If these two tracks were the only tracks passing this grid during the whole month, the
monthly average CA would be 0.57 as shown on the right. One track CA 4/5 (0.8) would
go to bin 8 holding 0.8 ≤ CA < 0.9 and other CA 1/3 (0.33) would go to bin 3
holding 0.3 ≤ CA < 0.4
No Clouds Observed Above 17 km With The Pressure Range Filter
As mentioned before, three range filters were applied to clouds to ensure the
cloud top are within the histogram ranges as defined in
GEWEX cloud assessment general guidance:
cloud top temperature is from 150 K to 320 K, cloud top pressure is from 100 hPa to 1100 hPa and cloud top altitude from 0.0 km to 20.0 km.

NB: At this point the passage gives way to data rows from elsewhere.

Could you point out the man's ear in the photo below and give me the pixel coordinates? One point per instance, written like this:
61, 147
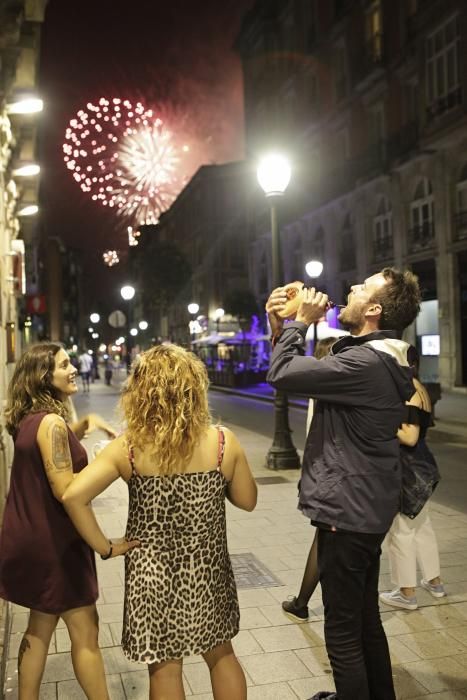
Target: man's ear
374, 311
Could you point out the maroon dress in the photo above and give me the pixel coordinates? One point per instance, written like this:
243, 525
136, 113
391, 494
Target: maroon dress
44, 563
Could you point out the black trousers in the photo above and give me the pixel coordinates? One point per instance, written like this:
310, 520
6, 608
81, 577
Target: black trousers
357, 647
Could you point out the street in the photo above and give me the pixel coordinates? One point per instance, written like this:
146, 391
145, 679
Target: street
449, 448
283, 660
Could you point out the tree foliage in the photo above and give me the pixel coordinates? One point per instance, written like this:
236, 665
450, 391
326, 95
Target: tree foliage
162, 270
242, 304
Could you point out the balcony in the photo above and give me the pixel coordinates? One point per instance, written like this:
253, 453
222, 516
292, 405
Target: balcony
374, 159
421, 237
404, 141
460, 228
371, 58
444, 104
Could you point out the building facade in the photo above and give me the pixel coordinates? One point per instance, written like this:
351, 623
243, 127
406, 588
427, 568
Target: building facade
369, 99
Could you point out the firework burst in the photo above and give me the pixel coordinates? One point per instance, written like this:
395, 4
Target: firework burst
123, 156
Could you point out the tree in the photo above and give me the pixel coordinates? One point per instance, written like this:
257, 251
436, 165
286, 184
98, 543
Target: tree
162, 269
242, 304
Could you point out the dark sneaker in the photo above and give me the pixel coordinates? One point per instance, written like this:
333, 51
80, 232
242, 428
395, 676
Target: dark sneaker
291, 608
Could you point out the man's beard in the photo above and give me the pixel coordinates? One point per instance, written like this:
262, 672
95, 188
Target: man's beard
351, 321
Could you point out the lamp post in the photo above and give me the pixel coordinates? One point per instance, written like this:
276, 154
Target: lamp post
218, 314
193, 309
273, 175
127, 292
313, 269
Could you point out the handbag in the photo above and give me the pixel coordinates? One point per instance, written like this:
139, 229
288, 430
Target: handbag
420, 477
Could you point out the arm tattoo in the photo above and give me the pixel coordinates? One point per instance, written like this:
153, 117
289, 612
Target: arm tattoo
60, 448
22, 648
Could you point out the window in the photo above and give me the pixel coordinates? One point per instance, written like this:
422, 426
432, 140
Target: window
340, 73
421, 216
442, 53
382, 232
317, 245
310, 91
461, 205
377, 135
348, 260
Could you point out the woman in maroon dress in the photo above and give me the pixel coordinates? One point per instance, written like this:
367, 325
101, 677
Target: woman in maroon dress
44, 564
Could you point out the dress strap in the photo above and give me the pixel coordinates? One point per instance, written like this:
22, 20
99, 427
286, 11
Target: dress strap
220, 448
131, 458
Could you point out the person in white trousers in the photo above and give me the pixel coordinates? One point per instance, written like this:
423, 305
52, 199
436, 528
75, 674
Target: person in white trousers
411, 540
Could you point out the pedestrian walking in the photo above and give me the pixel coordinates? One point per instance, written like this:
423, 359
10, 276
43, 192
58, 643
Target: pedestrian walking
350, 485
413, 539
44, 564
85, 369
180, 593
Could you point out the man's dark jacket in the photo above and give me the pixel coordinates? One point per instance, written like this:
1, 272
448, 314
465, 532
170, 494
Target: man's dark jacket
350, 473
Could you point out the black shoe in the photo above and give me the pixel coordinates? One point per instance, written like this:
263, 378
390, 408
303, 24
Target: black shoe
294, 610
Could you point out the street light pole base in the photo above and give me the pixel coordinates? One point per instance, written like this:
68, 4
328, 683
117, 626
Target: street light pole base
282, 453
282, 458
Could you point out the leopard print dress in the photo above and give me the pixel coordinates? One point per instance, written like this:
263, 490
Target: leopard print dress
180, 593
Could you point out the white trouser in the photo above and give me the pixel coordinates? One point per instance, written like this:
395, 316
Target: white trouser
408, 541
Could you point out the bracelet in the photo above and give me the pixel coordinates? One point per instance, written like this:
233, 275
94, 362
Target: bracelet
109, 553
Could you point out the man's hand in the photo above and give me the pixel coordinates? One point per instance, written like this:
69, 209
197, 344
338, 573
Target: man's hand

These filters removed thin cirrus clouds around tropical region and polar
stratospheric clouds at polar regions detected by the CALIOP, resulting a slightly
smaller cloud occurrence, hotter cloud top temperature, higher cloud top pressure
and lower cloud top at those regions.
Figure 4: Zonal patterns of atmosphere pressure in 2008-01 and 2008-07. The patterns are filled in black if pressure less than 100 hPa.
Other than those, they also led to no clouds reported above 17 km as the pressure
is less than 100 hPa above 17 km globally in the
Modern Era Retrospective-Analysis for Research (MERRA-2)
reanalysis product provided by the NASA
GMAO Data Assimilation System.
As shown in Figure 4, the pressure is less than 100 hPa at 17 km at all latitudes
in both winter and summer, though the exact altitude threshold varies with latitude and
there is a seasonal asymmetry. Note the contours were filled in black if pressure less
than 100 hPa.
When applying the pressure range filter, it automatically chose clouds with cloud
top less about 17 km. Therefore, there would be no clouds with cloud top higher than
17.0 km in the cloud top (CZ) histogram as shown in Figure 5.
Figure 5: Histogram of cloud top height of top layer flavor from 2006/06 to 2016/12. The number of each cloud top height bin in each month are represented as logarithm.